Newly-found letters of Nikos Kazantzakis, perhaps Greece’s greatest novelist, have brought out some of his thoughts about his most renowned work, Zorba the Greek, which became an equally acclaimed film and the epitome of the the Greek soul to its admirers.
He had settled in Antibes, Côte d’Azur, while he had already got international recognition as a writer. He stayed there until 1957, a profoundly creative period for him as he started writing more new novels and theatrical pieces and dedicated them to translation.
At the same time he began corresponding with his friends in Greece, among them Yiannis Delivasilis, the first conductor of the Philharmonic Orchestra of the Municipality of Sitia and one of his favorite and closest friends. The conductor’s granddaughter Katerina Nikoloudi found some of their letters, while researching his record.
“These are the only pieces of correspondence I have found. I found them randomly in my grandfather’s books. Only a few things from his library have been found, since after his death it was looted,” she said.
Even these samples of his correspondence are important as they revealed much of his creative thinking.

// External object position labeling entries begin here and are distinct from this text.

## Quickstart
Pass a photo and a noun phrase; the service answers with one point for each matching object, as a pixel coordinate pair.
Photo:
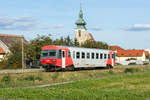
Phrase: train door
(63, 59)
(112, 59)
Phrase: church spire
(80, 22)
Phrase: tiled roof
(115, 48)
(2, 51)
(146, 53)
(130, 53)
(8, 35)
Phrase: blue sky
(118, 22)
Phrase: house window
(88, 55)
(105, 56)
(78, 55)
(101, 56)
(79, 31)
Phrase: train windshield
(51, 53)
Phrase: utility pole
(22, 40)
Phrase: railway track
(19, 71)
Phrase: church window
(79, 33)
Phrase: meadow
(121, 83)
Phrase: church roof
(80, 22)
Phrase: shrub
(110, 72)
(6, 78)
(131, 70)
(132, 63)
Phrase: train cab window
(93, 55)
(59, 54)
(63, 54)
(74, 54)
(101, 56)
(97, 55)
(69, 54)
(105, 56)
(78, 55)
(83, 55)
(88, 56)
(108, 56)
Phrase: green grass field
(132, 83)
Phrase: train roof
(74, 48)
(81, 48)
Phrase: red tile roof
(130, 53)
(2, 51)
(8, 35)
(115, 48)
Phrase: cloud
(95, 28)
(22, 23)
(58, 26)
(138, 27)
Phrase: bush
(110, 72)
(6, 78)
(33, 78)
(132, 63)
(131, 70)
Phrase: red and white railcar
(64, 57)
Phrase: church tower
(81, 34)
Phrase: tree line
(32, 49)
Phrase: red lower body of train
(61, 57)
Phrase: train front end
(50, 58)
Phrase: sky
(125, 23)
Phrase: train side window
(101, 56)
(74, 54)
(97, 55)
(108, 56)
(69, 54)
(78, 55)
(83, 55)
(93, 55)
(88, 56)
(63, 54)
(113, 56)
(105, 56)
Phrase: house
(6, 41)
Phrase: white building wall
(84, 35)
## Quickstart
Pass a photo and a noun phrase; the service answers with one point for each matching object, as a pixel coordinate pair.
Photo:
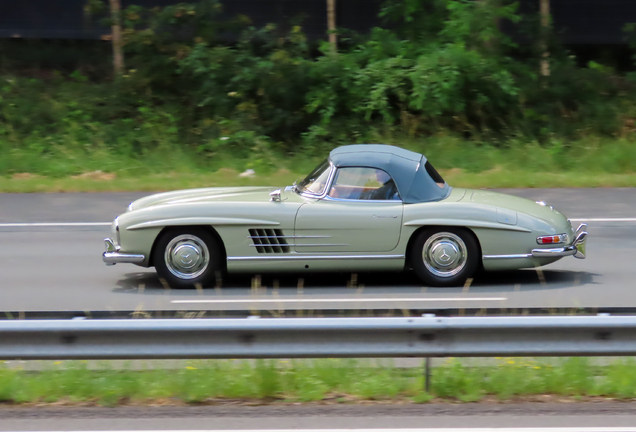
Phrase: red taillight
(557, 239)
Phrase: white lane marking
(494, 429)
(604, 220)
(53, 224)
(343, 300)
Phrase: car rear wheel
(185, 257)
(445, 257)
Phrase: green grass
(333, 380)
(585, 163)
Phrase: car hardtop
(416, 179)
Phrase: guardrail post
(427, 374)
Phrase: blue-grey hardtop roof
(407, 169)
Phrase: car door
(362, 212)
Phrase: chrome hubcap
(444, 254)
(187, 256)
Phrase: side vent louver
(269, 240)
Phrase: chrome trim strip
(299, 245)
(313, 257)
(112, 258)
(515, 256)
(328, 198)
(555, 252)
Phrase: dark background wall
(578, 21)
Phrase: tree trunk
(545, 27)
(118, 54)
(331, 25)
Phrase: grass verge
(329, 380)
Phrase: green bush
(437, 68)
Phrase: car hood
(518, 204)
(236, 194)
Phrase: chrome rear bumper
(112, 255)
(577, 248)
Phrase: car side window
(363, 184)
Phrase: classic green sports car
(366, 207)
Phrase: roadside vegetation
(206, 96)
(324, 381)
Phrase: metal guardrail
(318, 337)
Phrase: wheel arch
(416, 233)
(210, 229)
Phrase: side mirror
(275, 195)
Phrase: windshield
(316, 181)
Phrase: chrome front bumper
(577, 248)
(112, 255)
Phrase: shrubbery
(438, 67)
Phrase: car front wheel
(186, 257)
(445, 257)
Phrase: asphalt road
(578, 417)
(59, 268)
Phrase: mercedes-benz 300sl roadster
(365, 208)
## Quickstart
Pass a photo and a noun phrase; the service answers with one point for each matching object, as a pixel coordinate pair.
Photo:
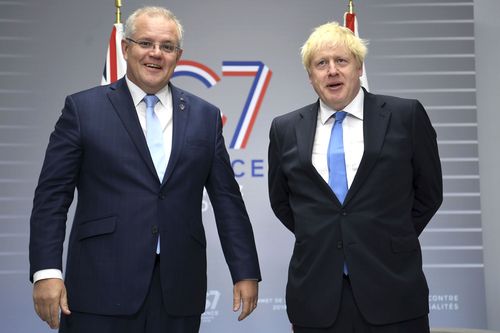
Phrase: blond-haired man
(356, 177)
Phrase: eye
(145, 44)
(168, 47)
(321, 63)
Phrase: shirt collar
(164, 95)
(354, 108)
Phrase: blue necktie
(154, 138)
(336, 162)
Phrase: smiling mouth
(333, 85)
(155, 66)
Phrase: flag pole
(118, 4)
(351, 7)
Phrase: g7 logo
(256, 69)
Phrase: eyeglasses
(149, 45)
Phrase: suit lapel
(180, 117)
(305, 130)
(120, 98)
(375, 122)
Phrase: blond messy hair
(333, 34)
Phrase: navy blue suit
(98, 147)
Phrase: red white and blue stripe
(198, 71)
(255, 97)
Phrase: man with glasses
(140, 152)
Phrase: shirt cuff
(47, 274)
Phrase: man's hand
(48, 296)
(245, 292)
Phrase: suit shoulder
(293, 116)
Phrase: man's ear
(125, 46)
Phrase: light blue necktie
(336, 162)
(154, 138)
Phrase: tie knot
(151, 100)
(340, 116)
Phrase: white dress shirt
(352, 134)
(164, 111)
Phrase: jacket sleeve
(427, 176)
(55, 192)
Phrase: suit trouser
(350, 320)
(151, 317)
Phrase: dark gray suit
(396, 191)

For example, Nikoloudi found a letter dated “Paris 05/02/1953” in which Kazantzakis refers to his work on Zorba and what he thought it meant for Crete, which was elevated into the spotlight through the book and again in the film that starred Anthony Quinn as one of the greatest screen characters ever. Kazantzakis and Nikoloudi met on Crete and developed a deep friendship and mutual appreciation.